MedCity: When you say the bar is high, are you looking for more data, more use cases?

Yeshwant: It’s use cases both from the consumer and from the medical perspective. Why is somebody going to wear this? Let’s look at Afib [atrial fibrillation] as a classic one. Where’s the company that would sit between a Fitbit or an Apple Watch, or an Android wearable, and an iRhythm? (iRhythm Technologies makes the Zio wearable patch that’s worn on the chest for a few weeks to detect irregular heart rhythm). There’s people in our team whose kids have used it. So we very much buy the utility of iRhythm and their product. Things in that genre definitely make sense to me. I see how that works.

But it’s prescribed by a physician. It doesn’t really draw in very much of the consumer component. It definitely touches on the patient need. Why would anyone wear this patch on their chest for a few weeks? They will because they are having symptoms and they are trying to figure out why and they don’t want to die. As a physician, I feel very comfortable with that use case.

But let’s ask another question. Five percent of the population is walking around with afib right now, maybe more. And there is a relatively large percent of those who are cryptogenic who don’t know that they have afib. These are people who are at risk of stroke. That’s not a person who is going to their doctor and asking for a Holter monitor or an iRhythm patch.

It would seem to me that there’s an opportunity with all the people walking around with watches to identify irregular heart rhythm. What happens when you can detect arrhythmia on your Apple Watch?

Maybe there is an array of companies or one large company that could be started there as an example of a company that has probably a little more consumer dynamic than iRhythm but isn’t a Fitbit or an Apple Watch.
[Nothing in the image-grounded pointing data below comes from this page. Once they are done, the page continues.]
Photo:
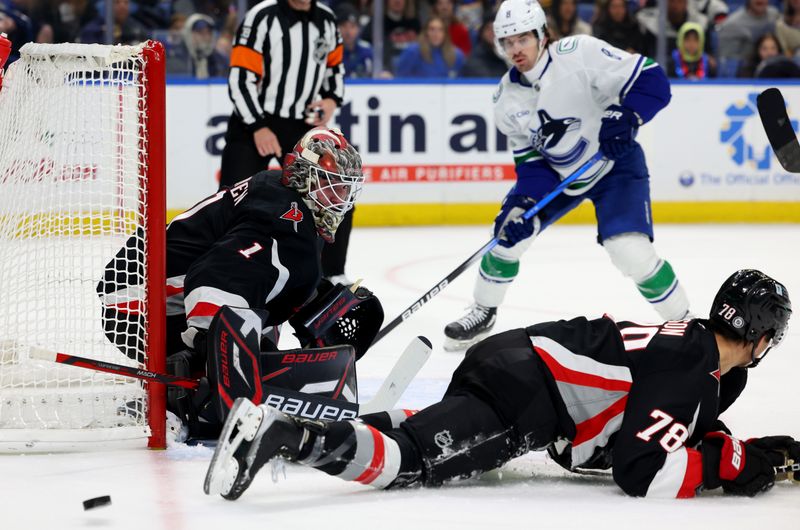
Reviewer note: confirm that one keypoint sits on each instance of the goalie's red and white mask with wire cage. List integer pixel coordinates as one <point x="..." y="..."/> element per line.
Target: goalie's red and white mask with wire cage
<point x="326" y="170"/>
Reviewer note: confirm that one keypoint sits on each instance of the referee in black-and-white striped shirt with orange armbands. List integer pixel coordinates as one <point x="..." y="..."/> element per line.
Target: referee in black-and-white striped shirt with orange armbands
<point x="286" y="77"/>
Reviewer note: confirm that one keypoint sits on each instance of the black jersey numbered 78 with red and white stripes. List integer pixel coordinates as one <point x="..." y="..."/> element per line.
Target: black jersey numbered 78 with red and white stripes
<point x="646" y="393"/>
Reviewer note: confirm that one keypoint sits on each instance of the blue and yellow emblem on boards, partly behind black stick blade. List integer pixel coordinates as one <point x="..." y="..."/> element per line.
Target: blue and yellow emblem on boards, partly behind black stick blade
<point x="745" y="138"/>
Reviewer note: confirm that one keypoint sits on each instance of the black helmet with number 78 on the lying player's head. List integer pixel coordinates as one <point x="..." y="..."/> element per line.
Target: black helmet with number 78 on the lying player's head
<point x="751" y="305"/>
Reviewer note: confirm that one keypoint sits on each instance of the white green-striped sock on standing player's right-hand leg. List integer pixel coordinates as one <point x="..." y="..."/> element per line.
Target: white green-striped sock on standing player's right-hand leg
<point x="635" y="256"/>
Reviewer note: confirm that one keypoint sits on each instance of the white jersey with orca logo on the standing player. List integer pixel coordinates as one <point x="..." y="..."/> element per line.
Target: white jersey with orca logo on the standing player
<point x="553" y="111"/>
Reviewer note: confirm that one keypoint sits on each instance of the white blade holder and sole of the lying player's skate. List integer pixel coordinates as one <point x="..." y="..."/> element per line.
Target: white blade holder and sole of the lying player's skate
<point x="224" y="469"/>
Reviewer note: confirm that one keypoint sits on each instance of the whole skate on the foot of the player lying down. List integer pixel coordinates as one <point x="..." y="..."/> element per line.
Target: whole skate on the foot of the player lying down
<point x="252" y="436"/>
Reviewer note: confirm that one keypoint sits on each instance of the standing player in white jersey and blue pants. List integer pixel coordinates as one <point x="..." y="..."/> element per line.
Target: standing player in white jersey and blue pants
<point x="559" y="104"/>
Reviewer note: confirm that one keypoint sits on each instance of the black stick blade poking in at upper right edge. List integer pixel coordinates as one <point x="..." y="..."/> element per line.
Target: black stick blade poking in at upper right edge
<point x="778" y="126"/>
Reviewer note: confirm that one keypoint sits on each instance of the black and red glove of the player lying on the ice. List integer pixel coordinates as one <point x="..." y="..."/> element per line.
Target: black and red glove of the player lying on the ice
<point x="740" y="468"/>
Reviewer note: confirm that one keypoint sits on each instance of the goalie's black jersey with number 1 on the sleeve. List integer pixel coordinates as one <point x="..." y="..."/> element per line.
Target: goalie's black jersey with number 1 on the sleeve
<point x="253" y="245"/>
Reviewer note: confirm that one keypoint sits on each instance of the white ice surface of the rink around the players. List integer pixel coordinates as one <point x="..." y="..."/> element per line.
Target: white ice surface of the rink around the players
<point x="564" y="274"/>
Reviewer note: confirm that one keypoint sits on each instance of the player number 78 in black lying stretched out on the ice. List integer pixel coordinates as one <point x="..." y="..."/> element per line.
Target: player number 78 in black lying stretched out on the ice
<point x="643" y="400"/>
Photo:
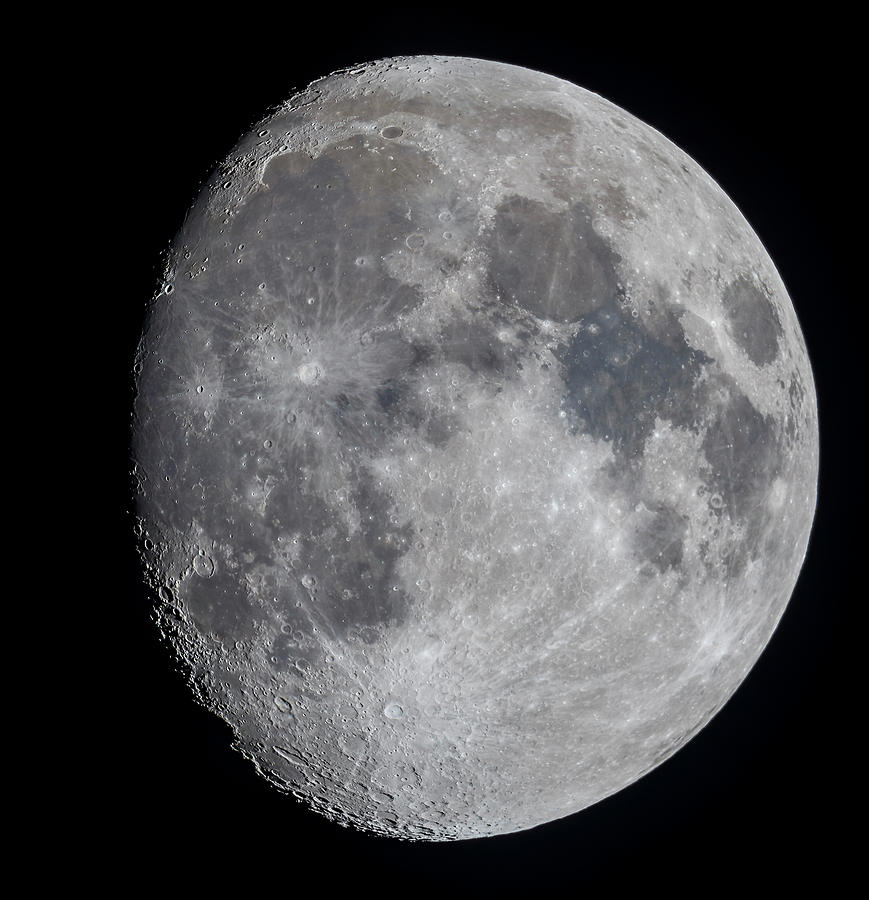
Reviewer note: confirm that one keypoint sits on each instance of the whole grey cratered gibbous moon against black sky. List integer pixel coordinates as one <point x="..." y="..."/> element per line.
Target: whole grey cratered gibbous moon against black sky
<point x="475" y="447"/>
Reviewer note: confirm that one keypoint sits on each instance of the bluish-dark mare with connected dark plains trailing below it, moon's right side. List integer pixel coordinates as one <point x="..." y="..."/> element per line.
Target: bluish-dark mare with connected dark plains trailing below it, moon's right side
<point x="621" y="374"/>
We are looking for that kind of company. Frankly, I might even argue the right entrepreneur. We like to invest in-between areas – the interdisciplinary arenas and to do that it’s really helpful to find an entrepreneur who can go into both of those areas and that’s just rare. It’s rare to find somebody who can understand both the healthcare world and the consumer world.

It could even be a consumer person who we might help spend a year or two years to get up to speed on the healthcare side as we conceptualize a company.

But we haven’t seen a lot of companies organically form at that particular consumer healthcare intersection that’s been a great fit for us yet, but it’s not because we wouldn’t invest there. It’s just that we are looking for the right entrepreneur, the right company or set of companies to invest there.

We are raising our hand and saying we’d like to help find entrepreneurs who might have one part of that skill set and help really construct the other part of it. We think there’s real opportunity there …

 

Up until that company is created by that special entrepreneur, with or without the help of Yeshwant and GV, he is quite content to sit on the sidelines.